For what it's worth, every command ran works on normal Postgres. Hence we didn't think it mattered to mention Aurora specifically in the title.
> Also, pausing queries does count as downtime.
If a query takes a bit longer to respond, I don't think that counts as downtime. From the perspective of the user, they couldn't distinguish this migration event from some blip of slightly slower queries.
> If a query takes a bit longer to respond, I don't think that counts as downtime. From the perspective of the user, they couldn't distinguish this migration event from some blip of slightly slower queries.
It comes down to defining Service Level Objectives (SLOs) that are meaningful to your users. For one system I worked on, latency was important, and so one SLO was "99.999% of <a certain class of> requests with a deadline >=1s should succeed with latency <1s", so if this affected more than 0.0001% of requests in <time interval defined in our SLO>, we'd have called it an outage. But I've also worked on systems with looser SLOs where this would have been fine.
Not only that but I think you also need to take upstream systems into account. With a reasonably robust frontend that handles transient issues and retries reasonably, I think it's ok to say "no downtime"
Nice job, then! Technical downtime that’s virtually undetectable to users is a big win. In fact, “less than 5 seconds of downtime” in the title would actually make me want to read the article more as I tend to be suspicious of “zero downtime” claims for database upgrades, whereas <5s is clearly almost as good as zero and actually quantified :)
On the other than "less than 5 seconds of downtime" might give the impression that new queries sent within that time period would be rejected, while zero implies this doesn't happen, i.e. that it's undistinguishable from normal operation for the client.

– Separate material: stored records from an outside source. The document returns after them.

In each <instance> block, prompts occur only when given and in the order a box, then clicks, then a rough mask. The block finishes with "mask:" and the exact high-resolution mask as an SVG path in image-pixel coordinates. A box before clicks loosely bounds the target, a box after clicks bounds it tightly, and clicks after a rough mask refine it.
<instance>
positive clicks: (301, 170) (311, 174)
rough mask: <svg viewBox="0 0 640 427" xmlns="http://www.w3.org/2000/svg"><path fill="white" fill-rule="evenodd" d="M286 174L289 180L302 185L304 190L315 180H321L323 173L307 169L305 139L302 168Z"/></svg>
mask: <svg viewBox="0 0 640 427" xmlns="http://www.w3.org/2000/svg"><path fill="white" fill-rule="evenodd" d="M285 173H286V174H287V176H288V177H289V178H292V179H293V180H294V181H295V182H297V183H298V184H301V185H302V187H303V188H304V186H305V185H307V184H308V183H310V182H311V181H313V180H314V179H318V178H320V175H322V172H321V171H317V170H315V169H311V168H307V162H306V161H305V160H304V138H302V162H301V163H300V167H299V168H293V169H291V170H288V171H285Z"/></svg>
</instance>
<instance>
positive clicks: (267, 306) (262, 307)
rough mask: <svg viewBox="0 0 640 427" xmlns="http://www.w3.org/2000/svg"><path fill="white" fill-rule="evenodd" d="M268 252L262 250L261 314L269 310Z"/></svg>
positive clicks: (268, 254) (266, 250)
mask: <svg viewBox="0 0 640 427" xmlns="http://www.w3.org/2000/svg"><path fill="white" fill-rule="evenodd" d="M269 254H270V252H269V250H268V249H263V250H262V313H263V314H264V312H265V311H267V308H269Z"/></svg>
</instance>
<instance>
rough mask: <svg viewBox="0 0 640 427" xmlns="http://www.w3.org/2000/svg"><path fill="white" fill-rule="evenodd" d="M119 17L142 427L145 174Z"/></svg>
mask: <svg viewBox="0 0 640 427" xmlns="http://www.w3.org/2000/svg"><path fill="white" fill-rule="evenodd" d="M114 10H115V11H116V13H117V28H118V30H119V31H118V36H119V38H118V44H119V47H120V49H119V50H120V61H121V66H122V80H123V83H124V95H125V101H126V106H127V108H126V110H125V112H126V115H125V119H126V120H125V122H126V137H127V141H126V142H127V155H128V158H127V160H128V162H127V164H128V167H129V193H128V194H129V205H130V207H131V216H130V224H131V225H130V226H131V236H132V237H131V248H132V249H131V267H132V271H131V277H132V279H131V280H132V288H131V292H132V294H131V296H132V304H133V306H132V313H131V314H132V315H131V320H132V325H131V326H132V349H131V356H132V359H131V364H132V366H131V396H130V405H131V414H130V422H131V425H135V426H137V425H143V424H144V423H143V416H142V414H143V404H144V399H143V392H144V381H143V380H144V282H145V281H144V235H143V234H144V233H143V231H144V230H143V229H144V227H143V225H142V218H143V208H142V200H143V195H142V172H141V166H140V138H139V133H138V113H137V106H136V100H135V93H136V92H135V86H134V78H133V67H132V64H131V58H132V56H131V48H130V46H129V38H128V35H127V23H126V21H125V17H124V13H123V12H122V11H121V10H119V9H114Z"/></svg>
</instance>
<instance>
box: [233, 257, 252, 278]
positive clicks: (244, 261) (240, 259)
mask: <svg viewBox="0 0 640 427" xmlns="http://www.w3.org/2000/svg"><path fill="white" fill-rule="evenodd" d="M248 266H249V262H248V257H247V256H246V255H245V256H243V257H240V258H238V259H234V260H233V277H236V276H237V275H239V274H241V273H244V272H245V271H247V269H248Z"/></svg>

And being even more precise in the title would just make it less titley :).
Yeah - a quantifiable amount in the headline would change the likelihood of the article being taken seriously - it goes from "No downtime? I call BS" to "Less than 5 seconds, that seems reasonable, and worth investigating"
AWS Aurora Postgres is a forked Postgres with a different storage engine. Sure you are technically correct, but there are many things called "Postgres compatible" that are very much less Postgres that AWS Aurora Postgres (like for example CockroachDB).
Iirc AWS explicitly calls out they still use upstream Postgres query engine and some other parts. It very much _is_ Postgres but not 100% pure upstream Postgres.
Thank you for pointing this out. I updated the essay to mention how long the pause took explicitly:
After about a 3.5 second pause [^13], the failover function completed smoothly! We had a new Postgres instance serving requests, and best of all, nobody noticed.
[^13]: About 2.5 seconds to let active queries complete, and about 1 second for the replica to catch up
Also, pausing queries does count as downtime. The system was unavailable for that period of time.